A review by ncrabb
Adam and Evil by Gillian Roberts

3.0

What do you do when you teach at one of Philadelphia’s hard-case schools, the administration doesn’t exactly appreciate you, and you have a student who is clearly off his rails? That’s the backdrop for this book, the ninth in the Amanda Pepper series. It won’t be a disappointment.

Amanda loves her students while simultaneously finding many of them frustrating for their hormonal quirks and teenage apathy. She continues to teach because there are those rare gem moments when she actually gets through to someone, and they catch a spark based on something she taught.

Adam Evans is no such student. Something is truly wrong with him. He exhibits all of the signs of a kid who is about to completely unravel. He hasn’t showered in days; he is in class but entirely absent, laughing inappropriately at inappropriate times and engaging in disruptive off-putting behavior.

So concerned for him is Amanda that she organizes a parent conference—a big mistake, since the parents don’t appreciate her observations. She is to blame, not the boy, and they make sure to file a rather nasty complaint with the cowardly principal as a result of the meeting.

Things continue to degenerate for Adam at school until one day, Pepper and her class visit the city’s storied public library. They tour the place in preparation for a final project. Among their tour guides is a nervous irritable woman who is ultimately strangled while the students are at lunch inside the library. Worse still, Adam has gone missing, and the cops, including Amanda’s sometimes seemingly unconcerned boyfriend, is convinced he strangled the woman. Not so fast, insists Amanda, and she sets out to prove the young man innocent and get him help.

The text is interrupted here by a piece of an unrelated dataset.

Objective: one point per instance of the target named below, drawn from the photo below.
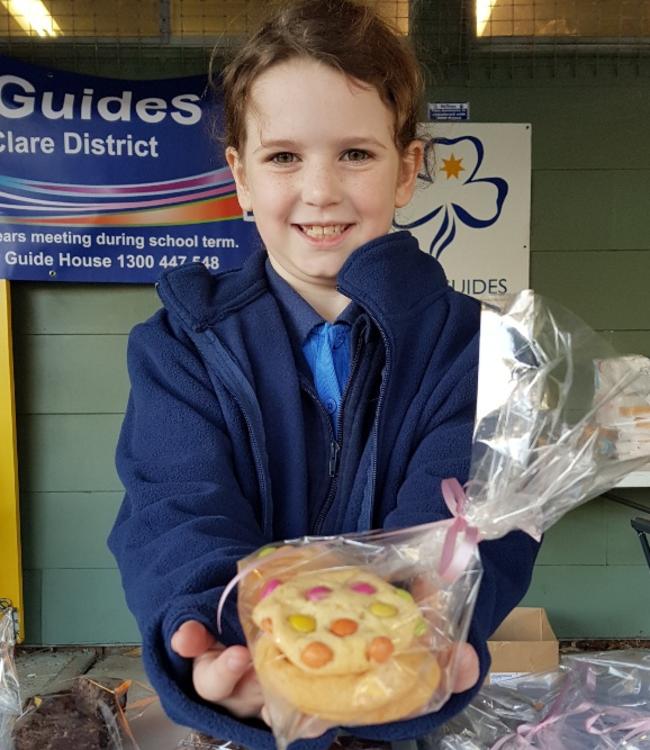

All of this happens at a time when Amanda herself is at a crossroads. She’s not sure she wants the relationship with boyfriend cop C. J. McKenzie to continue, so absent is he all too often even when he’s in the house. She’s burning out on teaching, or so she thinks, and her mother has some kind of bizarre epiphany that enables her to encourage Amanda to walk away from everything and go back to grad school. Worse still, her lovable unconventional best friend, Sasha, is moving to London.

It is against this backdrop of transition and change that Amanda must solve a library killing before the cops arrest her student suspect and stop looking for the real killer. In the process of finding a killer, Amanda nearly loses her life, and even her traditional conventional sister, Beth, is endangered.